Rio Tinto to fund up to US$25 million in exploration expenditures to earn up to a 75% interest in Arcas
On September 11, 2019, Aethon announced the execution of an Earn-In with Option to Joint Venture Agreement with Rio Tinto Mining and Exploration Limited / Agencia En Chile, a member of the Rio Tinto Group (“Rio Tinto”), to acquire an interest in the Arcas project in Chile. The Agreement allows Rio Tinto to acquire up to a 75% stake in Arcas, by incurring up to US$25 million in exploration expenditures.
The proposed exploration expenditures contemplated under this Agreement, would represent the first significant exploration program on the Arcas Project since the property was drilled by a subsidiary of Teck in 2010.
A summary of the key terms of the Agreement are as follows:
- Rio Tinto has the right but not the obligation to earn up to a 75% interest in the Arcas Project by funding project expenditures of up to US$25 million as follows:
1st Option: If Rio Tinto incurs total project expenditures of US$4 million within 3 years, and makes aggregate cash payments to Aethon of US$300,000 during the first two years, it will have the right to acquire a 51% interest in the Arcas project (“Stage 1 earn-in project expenditure”) through the acquisition of 51% stock of a new company (“Opco”) that will be incorporated;
To exercise the option, Rio Tinto shall make the cash payments before the following dates:
- US$100,000 on or before the first anniversary date;
- US$200,000 on or before the second anniversary date;
2nd Option: If Rio Tinto incurs additional project expenditures of US$5 million over the subsequent 2 year period, it will have a right to acquire an additional 14% interest in Opco (holder of the Arcas project), resulting in its total interest being 65%; and
3rd Option: If Rio Tinto incurs additional project expenditures of US$16 million over the subsequent 3 year period, it will have a right to acquire an additional 10% interest in Opco (holder of the Arcas project), resulting in its total interest being 75%;
- Rio Tinto has agreed to incur minimum project expenditures of US$1 million within one year of securing all necessary approvals to conduct drilling activities which is to be part of the Stage 1 earn-in project expenditure.
- In the event Rio Tinto withdraws from the Project, it will pay Aethon an amount equaling the cost to maintain the Project concessions for the 12 month period commencing on the date of termination that have not already been paid.
Under the terms of the Agreement, Rio Tinto shall have the right to form a Joint Venture (“JV”) with the following key terms:
- The JV (Opco) may be formed with 51% to Rio Tinto and 49% to Aethon upon satisfaction of the 1st Option; 65% to Rio Tinto and 35% to Aethon upon satisfaction of the 2nd Option; or 75% to Rio Tinto and 25% to Aethon upon satisfaction of the 3rd Option.

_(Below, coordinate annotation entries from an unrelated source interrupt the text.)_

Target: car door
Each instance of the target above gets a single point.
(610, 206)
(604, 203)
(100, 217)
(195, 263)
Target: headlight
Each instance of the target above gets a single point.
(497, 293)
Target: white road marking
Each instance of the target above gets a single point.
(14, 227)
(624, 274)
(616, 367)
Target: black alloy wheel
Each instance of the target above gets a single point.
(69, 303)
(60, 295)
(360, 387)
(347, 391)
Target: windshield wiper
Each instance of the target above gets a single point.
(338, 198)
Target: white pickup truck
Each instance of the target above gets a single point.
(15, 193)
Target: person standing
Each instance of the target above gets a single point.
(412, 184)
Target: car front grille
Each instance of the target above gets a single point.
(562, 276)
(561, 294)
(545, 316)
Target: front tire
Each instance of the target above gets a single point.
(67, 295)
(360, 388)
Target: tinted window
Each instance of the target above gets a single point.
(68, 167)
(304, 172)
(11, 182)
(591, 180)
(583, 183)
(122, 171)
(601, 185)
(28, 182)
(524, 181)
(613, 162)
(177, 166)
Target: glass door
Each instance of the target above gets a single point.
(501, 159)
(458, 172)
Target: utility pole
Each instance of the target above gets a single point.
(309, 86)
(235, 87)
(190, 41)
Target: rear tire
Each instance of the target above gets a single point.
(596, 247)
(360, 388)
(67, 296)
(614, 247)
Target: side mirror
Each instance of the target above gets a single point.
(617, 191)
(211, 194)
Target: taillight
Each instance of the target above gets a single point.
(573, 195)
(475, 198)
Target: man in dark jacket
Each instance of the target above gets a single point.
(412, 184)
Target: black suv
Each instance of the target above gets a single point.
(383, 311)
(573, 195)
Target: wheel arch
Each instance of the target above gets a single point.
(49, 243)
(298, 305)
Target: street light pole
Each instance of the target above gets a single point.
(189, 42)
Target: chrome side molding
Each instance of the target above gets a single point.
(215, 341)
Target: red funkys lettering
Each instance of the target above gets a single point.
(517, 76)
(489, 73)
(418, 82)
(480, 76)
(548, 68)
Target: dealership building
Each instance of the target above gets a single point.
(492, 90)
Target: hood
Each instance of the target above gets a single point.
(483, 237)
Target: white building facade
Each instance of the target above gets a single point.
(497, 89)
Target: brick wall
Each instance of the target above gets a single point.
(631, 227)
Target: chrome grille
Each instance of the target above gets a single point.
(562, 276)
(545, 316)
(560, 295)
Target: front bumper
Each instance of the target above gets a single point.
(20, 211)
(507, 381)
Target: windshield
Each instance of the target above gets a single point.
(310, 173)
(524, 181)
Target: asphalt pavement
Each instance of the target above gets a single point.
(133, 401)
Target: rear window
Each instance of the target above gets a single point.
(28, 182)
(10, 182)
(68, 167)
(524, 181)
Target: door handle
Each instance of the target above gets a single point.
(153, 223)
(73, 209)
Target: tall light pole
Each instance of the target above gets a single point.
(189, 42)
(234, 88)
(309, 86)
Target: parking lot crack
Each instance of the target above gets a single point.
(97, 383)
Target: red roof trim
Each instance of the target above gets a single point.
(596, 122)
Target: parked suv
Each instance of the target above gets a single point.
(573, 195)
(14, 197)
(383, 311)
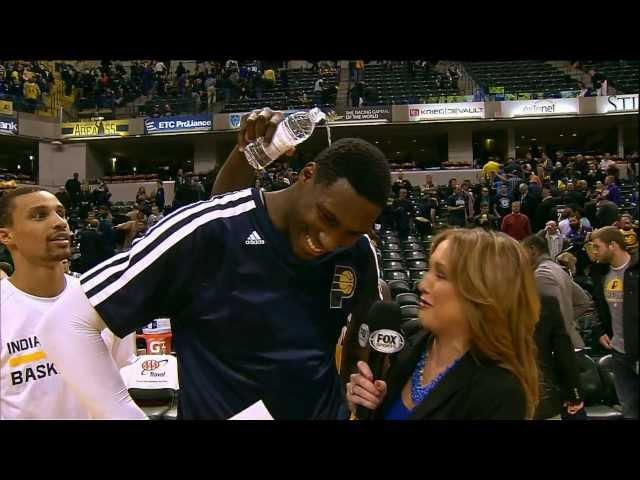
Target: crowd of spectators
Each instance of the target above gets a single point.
(561, 201)
(166, 84)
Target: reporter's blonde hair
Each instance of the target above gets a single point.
(492, 273)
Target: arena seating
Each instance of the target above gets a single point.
(281, 98)
(396, 86)
(535, 79)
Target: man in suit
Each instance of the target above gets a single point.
(560, 380)
(545, 211)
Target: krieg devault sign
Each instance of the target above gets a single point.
(441, 111)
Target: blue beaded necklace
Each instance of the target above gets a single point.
(419, 391)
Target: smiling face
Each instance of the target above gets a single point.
(37, 231)
(441, 308)
(327, 217)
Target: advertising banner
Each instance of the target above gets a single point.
(178, 123)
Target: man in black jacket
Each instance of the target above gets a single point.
(560, 380)
(616, 298)
(545, 211)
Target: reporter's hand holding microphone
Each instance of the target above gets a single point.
(365, 390)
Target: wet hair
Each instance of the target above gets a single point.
(362, 164)
(7, 203)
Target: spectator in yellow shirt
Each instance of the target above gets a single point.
(269, 77)
(31, 93)
(490, 167)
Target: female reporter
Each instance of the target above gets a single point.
(475, 357)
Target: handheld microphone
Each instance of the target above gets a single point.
(385, 339)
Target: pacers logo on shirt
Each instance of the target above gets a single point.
(613, 291)
(343, 286)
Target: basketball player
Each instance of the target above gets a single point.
(258, 287)
(34, 230)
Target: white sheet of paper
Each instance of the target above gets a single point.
(257, 411)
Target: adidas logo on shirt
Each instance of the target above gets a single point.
(254, 239)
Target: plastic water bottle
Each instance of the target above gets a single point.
(293, 130)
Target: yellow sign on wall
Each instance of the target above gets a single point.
(6, 107)
(96, 128)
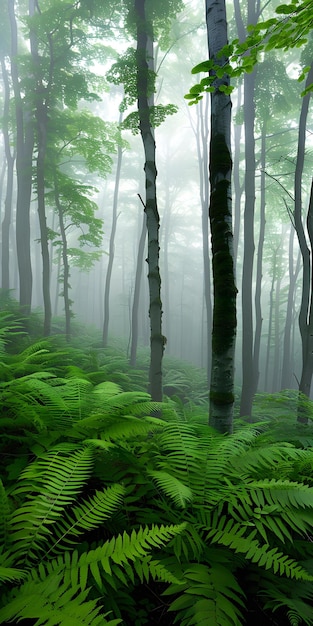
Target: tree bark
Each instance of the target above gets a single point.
(24, 154)
(220, 213)
(157, 341)
(41, 115)
(259, 267)
(136, 298)
(108, 277)
(306, 307)
(10, 160)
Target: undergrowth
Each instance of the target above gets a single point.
(118, 510)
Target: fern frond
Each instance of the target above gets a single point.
(172, 487)
(120, 551)
(4, 515)
(52, 602)
(263, 555)
(86, 516)
(211, 595)
(51, 483)
(11, 574)
(115, 428)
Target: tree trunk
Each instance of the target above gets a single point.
(108, 277)
(65, 276)
(203, 162)
(24, 153)
(10, 160)
(287, 364)
(151, 208)
(248, 374)
(136, 298)
(259, 268)
(220, 212)
(306, 312)
(41, 115)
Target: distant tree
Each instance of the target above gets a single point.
(24, 156)
(220, 212)
(9, 152)
(306, 247)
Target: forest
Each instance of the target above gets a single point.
(156, 313)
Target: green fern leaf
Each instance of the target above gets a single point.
(120, 550)
(172, 487)
(87, 516)
(53, 603)
(50, 484)
(11, 574)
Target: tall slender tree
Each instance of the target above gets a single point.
(24, 155)
(144, 57)
(220, 212)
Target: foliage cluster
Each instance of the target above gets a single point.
(118, 510)
(291, 28)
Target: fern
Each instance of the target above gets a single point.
(52, 483)
(52, 602)
(211, 595)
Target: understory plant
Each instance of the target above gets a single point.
(118, 510)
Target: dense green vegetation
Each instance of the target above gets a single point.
(119, 510)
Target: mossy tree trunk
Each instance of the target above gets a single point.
(41, 111)
(220, 212)
(145, 86)
(24, 155)
(105, 332)
(306, 307)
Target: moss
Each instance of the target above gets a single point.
(225, 291)
(222, 397)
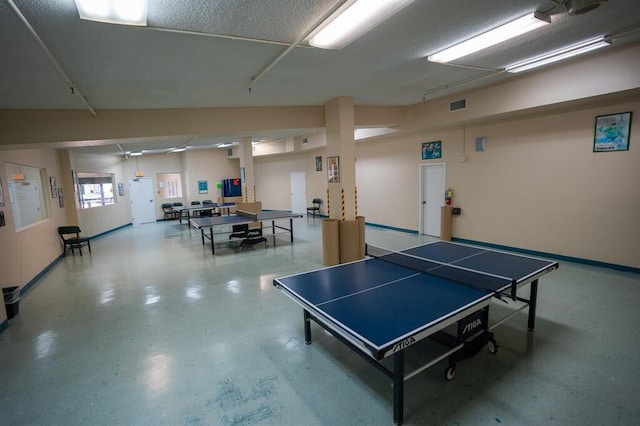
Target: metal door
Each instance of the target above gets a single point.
(143, 205)
(432, 187)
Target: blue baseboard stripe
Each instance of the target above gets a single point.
(551, 256)
(24, 289)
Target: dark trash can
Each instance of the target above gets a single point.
(11, 301)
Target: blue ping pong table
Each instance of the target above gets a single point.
(384, 304)
(243, 218)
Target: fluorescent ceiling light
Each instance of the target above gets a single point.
(558, 55)
(505, 32)
(124, 12)
(353, 20)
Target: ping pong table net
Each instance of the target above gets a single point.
(249, 215)
(485, 281)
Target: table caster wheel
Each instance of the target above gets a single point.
(450, 372)
(492, 346)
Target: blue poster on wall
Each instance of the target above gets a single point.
(231, 187)
(203, 188)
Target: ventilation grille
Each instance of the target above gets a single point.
(458, 105)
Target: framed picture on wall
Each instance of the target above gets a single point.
(54, 191)
(612, 132)
(203, 187)
(431, 150)
(333, 169)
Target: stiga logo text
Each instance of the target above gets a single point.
(471, 326)
(405, 343)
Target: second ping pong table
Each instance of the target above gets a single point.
(243, 218)
(382, 305)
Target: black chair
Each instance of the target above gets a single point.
(74, 241)
(248, 235)
(315, 208)
(195, 212)
(208, 204)
(167, 210)
(181, 212)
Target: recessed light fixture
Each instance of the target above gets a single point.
(123, 12)
(502, 33)
(558, 55)
(352, 20)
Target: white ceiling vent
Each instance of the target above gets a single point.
(578, 7)
(458, 105)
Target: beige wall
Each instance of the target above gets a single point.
(25, 253)
(538, 186)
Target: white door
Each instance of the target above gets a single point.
(143, 205)
(432, 187)
(298, 192)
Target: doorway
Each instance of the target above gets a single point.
(298, 192)
(143, 205)
(432, 187)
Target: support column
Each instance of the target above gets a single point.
(245, 151)
(339, 123)
(343, 235)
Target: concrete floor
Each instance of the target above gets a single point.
(152, 329)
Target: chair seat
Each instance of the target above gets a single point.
(315, 208)
(74, 241)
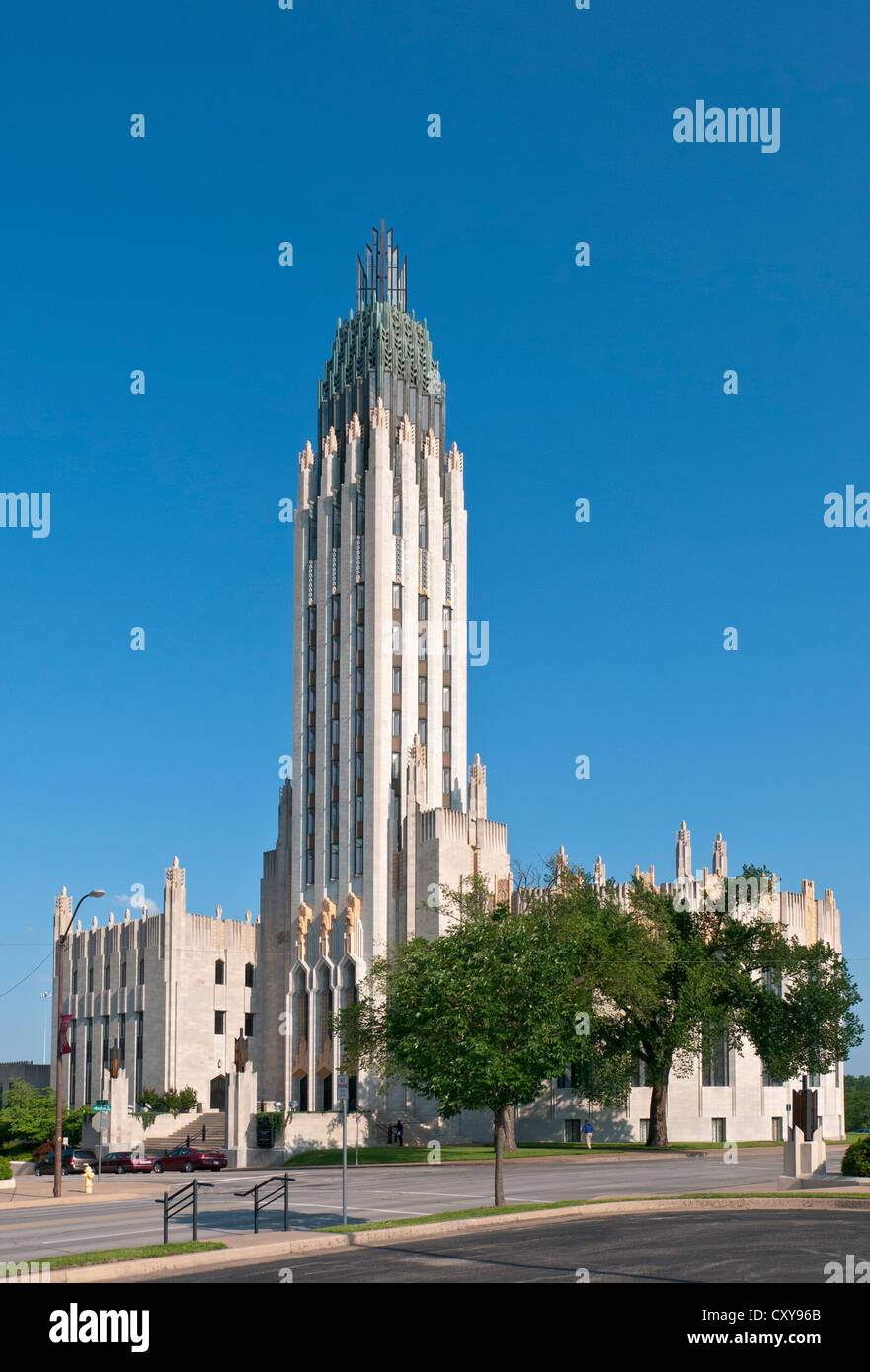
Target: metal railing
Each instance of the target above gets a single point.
(177, 1202)
(281, 1185)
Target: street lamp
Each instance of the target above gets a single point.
(59, 1073)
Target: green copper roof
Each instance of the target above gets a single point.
(380, 338)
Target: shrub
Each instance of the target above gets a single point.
(856, 1160)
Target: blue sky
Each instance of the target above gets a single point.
(602, 382)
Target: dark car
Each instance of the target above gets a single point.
(126, 1163)
(190, 1160)
(71, 1160)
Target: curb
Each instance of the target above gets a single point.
(301, 1248)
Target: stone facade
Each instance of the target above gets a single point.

- The JV will be managed by Rio Tinto and funded by each participant in accordance with their interest.
- Aethon may elect not to fund its interest and be diluted down to a 10% interest. If Aethon is diluted below a 10% interest, its interest will convert to a 1% net smelter royalty capped at US$50 million.
- Each party will have a right of first refusal should the other party wish to divest its shareholder interest.
All the properties are subject to an underlying 1.02% gross sales royalty in favor of the Chilean companies BLC, Prospex and Calisto, all of them owned and controlled by Mining Equity Fund, a Chilean fund controlled by Altius, as well as a 0.98% gross sales royalty to Altius Minerals Corp. (TSX:ALS).